I am trying to convert websites into the HTML data structure given by blaze
.
curl -S http://jaspervdj.be/blaze | blaze-from-html
This example is taken from the end of the blaze-html
tutorial. Curl obviously works, but this library can't build of the HTML
html $ do
H.head $ H.title "301 Moved Permanently"
blaze-from-html: Attribute bgcolor is illegal in html5
Indeed, bgcolor
has been deprecated.
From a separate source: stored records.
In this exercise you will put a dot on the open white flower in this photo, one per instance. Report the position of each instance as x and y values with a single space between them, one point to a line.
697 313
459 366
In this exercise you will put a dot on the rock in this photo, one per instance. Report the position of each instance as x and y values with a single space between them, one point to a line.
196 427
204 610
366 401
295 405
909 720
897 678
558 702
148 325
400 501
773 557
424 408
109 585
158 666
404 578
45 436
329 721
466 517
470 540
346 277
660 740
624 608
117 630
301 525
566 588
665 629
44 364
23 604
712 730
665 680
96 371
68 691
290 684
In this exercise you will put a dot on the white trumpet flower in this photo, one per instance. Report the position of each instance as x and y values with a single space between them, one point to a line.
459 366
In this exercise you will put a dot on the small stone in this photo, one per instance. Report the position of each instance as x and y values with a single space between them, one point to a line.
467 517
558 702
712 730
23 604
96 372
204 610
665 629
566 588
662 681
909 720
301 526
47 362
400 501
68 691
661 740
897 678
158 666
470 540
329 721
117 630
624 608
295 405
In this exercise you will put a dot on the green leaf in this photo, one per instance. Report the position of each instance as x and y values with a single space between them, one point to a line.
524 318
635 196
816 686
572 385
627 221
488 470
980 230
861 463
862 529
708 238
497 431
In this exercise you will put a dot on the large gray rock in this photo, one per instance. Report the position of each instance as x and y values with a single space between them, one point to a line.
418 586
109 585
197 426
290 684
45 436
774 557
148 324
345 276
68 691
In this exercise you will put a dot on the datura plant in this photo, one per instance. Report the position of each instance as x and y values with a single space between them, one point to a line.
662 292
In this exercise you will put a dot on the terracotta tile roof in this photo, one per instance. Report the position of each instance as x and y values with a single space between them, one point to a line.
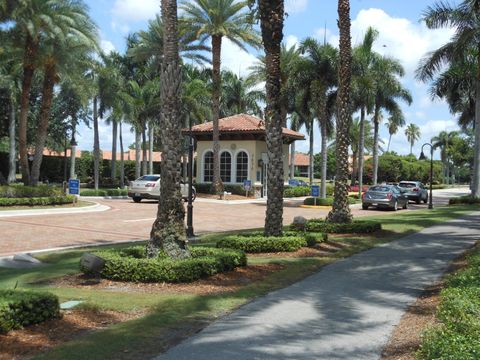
242 123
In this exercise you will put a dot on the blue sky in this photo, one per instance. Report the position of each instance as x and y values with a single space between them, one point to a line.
402 36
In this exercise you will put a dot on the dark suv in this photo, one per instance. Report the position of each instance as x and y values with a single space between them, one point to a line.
414 190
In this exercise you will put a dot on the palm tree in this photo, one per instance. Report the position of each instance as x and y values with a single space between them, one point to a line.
387 91
271 14
315 79
462 47
340 212
168 230
412 132
395 121
217 19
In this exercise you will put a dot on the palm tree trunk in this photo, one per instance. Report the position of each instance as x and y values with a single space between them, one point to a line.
144 149
96 145
113 173
323 130
122 157
217 88
361 149
376 121
31 50
340 212
271 23
12 157
42 130
150 148
137 153
168 230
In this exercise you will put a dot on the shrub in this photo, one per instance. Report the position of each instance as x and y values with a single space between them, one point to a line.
470 200
357 226
257 243
40 201
131 265
21 308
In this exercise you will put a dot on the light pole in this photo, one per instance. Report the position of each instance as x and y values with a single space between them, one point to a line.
190 232
423 157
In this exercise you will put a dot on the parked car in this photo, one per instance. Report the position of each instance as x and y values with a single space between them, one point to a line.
415 191
296 182
148 187
389 196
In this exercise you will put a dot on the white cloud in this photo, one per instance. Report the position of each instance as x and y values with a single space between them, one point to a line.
135 10
295 6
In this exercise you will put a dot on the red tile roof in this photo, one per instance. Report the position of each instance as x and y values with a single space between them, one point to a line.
242 123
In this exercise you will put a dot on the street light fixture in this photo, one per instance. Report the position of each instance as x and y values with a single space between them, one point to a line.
423 157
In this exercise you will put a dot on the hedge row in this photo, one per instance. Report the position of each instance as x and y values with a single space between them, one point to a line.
132 265
457 336
20 191
104 192
21 308
470 200
37 201
355 227
257 243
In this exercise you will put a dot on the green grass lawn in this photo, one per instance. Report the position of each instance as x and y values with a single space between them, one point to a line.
185 313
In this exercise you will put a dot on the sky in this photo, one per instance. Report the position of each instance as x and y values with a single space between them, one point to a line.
401 35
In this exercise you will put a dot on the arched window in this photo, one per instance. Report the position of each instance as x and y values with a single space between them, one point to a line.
226 167
208 166
242 167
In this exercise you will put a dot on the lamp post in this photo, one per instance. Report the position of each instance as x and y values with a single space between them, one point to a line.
190 232
423 157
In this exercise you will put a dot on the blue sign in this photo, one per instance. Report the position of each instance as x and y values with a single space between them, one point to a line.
74 187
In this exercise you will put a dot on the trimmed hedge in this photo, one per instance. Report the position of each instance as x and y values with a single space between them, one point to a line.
131 265
20 308
104 192
356 227
37 201
469 200
257 243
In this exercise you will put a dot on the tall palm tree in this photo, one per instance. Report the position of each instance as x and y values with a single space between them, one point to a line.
271 14
463 17
217 19
388 90
412 132
168 230
315 78
340 212
395 121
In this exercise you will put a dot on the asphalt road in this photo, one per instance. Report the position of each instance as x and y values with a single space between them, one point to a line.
127 221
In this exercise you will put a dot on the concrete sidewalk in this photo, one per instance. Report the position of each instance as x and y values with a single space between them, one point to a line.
346 311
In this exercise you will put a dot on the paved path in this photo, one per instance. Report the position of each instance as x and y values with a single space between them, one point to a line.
346 311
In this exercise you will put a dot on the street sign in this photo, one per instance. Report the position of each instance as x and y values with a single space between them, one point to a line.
74 187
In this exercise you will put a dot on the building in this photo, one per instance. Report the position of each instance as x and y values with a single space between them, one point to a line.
243 151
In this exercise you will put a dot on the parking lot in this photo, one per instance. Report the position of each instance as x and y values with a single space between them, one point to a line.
127 221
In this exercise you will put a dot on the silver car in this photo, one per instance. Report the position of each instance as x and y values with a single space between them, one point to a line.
390 196
148 187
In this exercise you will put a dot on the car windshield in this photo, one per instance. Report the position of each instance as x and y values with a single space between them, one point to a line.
407 185
148 178
380 188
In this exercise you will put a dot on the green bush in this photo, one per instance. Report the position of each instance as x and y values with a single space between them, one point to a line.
132 265
40 201
470 200
355 227
257 243
21 308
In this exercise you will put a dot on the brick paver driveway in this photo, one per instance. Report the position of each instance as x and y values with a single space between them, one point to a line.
126 221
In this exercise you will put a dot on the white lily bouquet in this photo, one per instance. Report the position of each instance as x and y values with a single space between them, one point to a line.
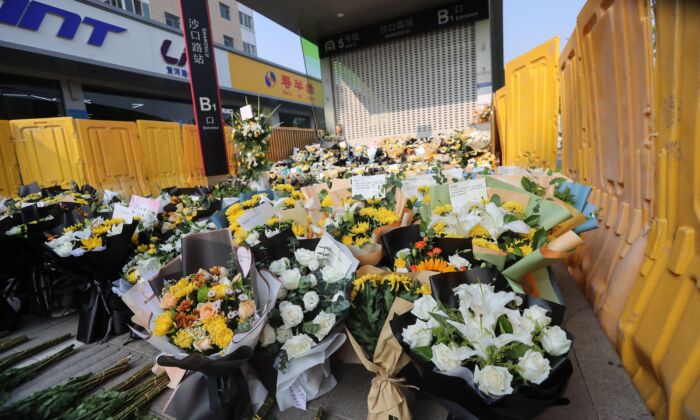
503 349
313 301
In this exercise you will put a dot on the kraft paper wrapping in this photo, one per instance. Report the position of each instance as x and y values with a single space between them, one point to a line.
385 396
525 270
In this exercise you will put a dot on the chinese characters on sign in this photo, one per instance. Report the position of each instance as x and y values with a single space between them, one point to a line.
204 85
426 20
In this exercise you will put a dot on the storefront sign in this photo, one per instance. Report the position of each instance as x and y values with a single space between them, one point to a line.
30 15
427 20
267 80
204 86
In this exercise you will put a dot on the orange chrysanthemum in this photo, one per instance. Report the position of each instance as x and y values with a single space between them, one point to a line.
434 264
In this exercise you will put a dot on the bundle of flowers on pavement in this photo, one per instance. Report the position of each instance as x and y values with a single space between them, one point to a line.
486 352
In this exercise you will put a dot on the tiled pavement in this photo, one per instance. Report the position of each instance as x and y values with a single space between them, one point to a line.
599 387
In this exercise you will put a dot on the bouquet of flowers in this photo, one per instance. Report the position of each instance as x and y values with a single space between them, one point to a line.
251 137
376 297
313 301
485 352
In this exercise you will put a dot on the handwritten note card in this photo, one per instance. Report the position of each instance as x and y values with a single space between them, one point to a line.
462 193
368 186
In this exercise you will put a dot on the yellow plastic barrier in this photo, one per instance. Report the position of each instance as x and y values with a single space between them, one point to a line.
532 80
163 154
500 104
194 165
659 341
47 151
112 156
613 39
9 175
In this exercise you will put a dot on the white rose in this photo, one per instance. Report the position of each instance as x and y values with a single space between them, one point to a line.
290 278
534 367
458 262
423 306
307 258
418 334
447 357
312 280
253 238
283 334
538 315
278 266
493 380
554 341
326 321
267 336
203 344
311 300
292 315
332 274
297 345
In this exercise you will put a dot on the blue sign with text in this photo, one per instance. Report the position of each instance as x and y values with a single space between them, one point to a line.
29 15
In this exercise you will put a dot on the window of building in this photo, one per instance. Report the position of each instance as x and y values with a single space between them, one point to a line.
250 49
172 20
225 11
246 20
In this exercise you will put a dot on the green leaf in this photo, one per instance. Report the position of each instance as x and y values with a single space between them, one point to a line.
504 324
202 294
425 353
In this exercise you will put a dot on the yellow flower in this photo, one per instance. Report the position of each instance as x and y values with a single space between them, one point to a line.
384 216
360 228
513 207
442 210
361 240
434 264
439 228
183 339
368 211
132 276
425 289
163 324
485 243
298 230
91 242
327 202
220 333
479 231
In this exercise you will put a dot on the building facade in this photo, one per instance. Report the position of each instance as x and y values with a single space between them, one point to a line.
125 60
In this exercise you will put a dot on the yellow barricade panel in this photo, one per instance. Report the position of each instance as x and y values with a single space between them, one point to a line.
47 151
112 157
612 39
9 175
533 105
163 154
500 105
659 342
194 165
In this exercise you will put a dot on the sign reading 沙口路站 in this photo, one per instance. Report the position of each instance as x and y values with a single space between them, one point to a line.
204 86
457 12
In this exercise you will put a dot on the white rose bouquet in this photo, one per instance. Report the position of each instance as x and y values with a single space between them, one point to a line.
314 300
501 350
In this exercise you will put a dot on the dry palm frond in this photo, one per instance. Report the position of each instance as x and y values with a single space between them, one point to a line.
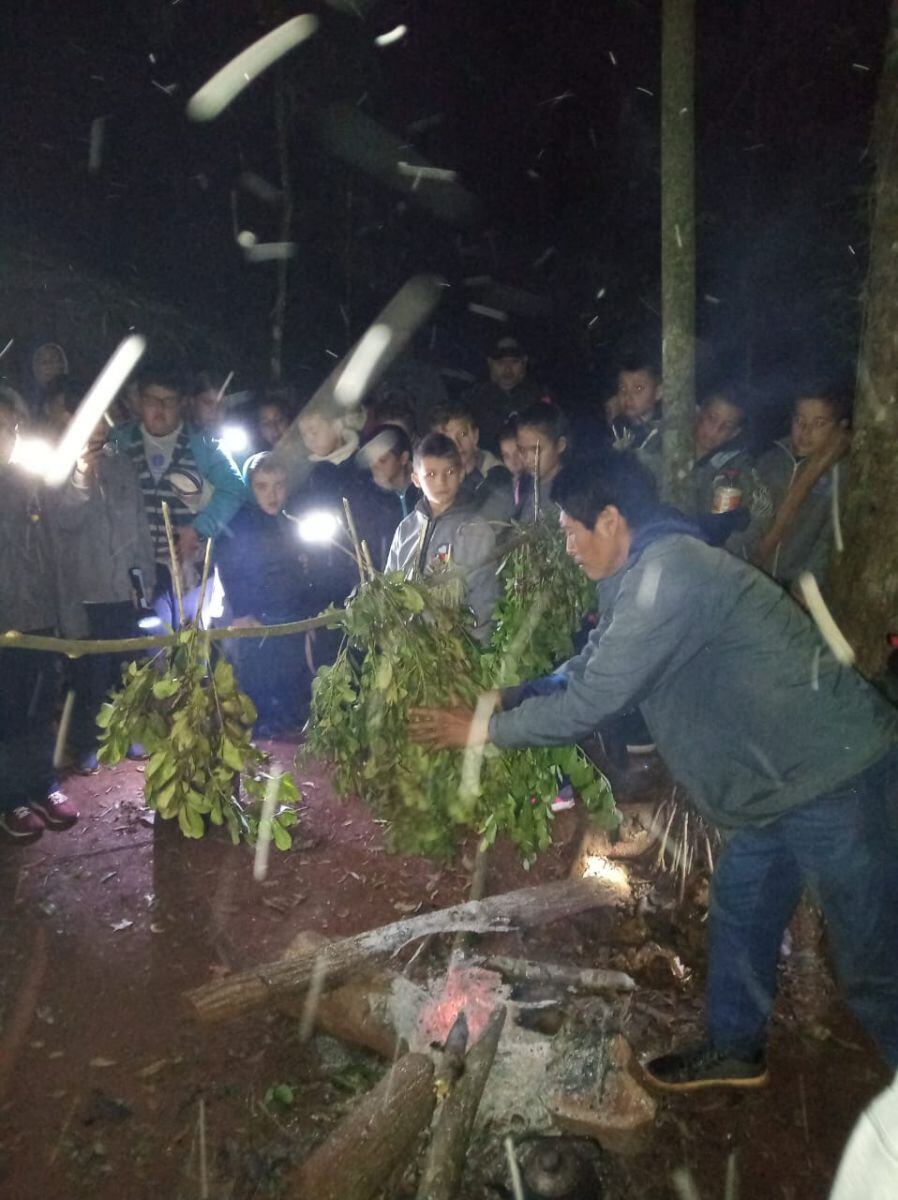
684 839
How to I get blaze to run with HTML4?
curl -S http://jaspervdj.be/blaze | blaze-from-html -v html4-transitional
As suggested by the comments I used some transitional features and I get a 301. Does this page get redirected?
html $ do
H.head $ H.title "301 Moved Permanently"
body ! bgcolor "white" $ do
center $ h1 "301 Moved Permanently"
hr
center "nginx/1.2.1"
However, wget http://jaspervdj.be/blaze
returns the HTML content of the page.
This works for me:
curl -S http://jaspervdj.de/blaze | blaze-from-html -v html4-transitional
As suggested in the documentation you linked.
As for why one page is empty and says it's been redirected, it appears that curl sees a difference between http://jaspervdj.de/blaze
and http://jaspervdj.de/blaze/
, and the website you're downloading is erroneously treating them differently as well, while wget
seems to automatically redirect like my browser does. I would suggest contacting the website author and suggesting that he fix this behavior.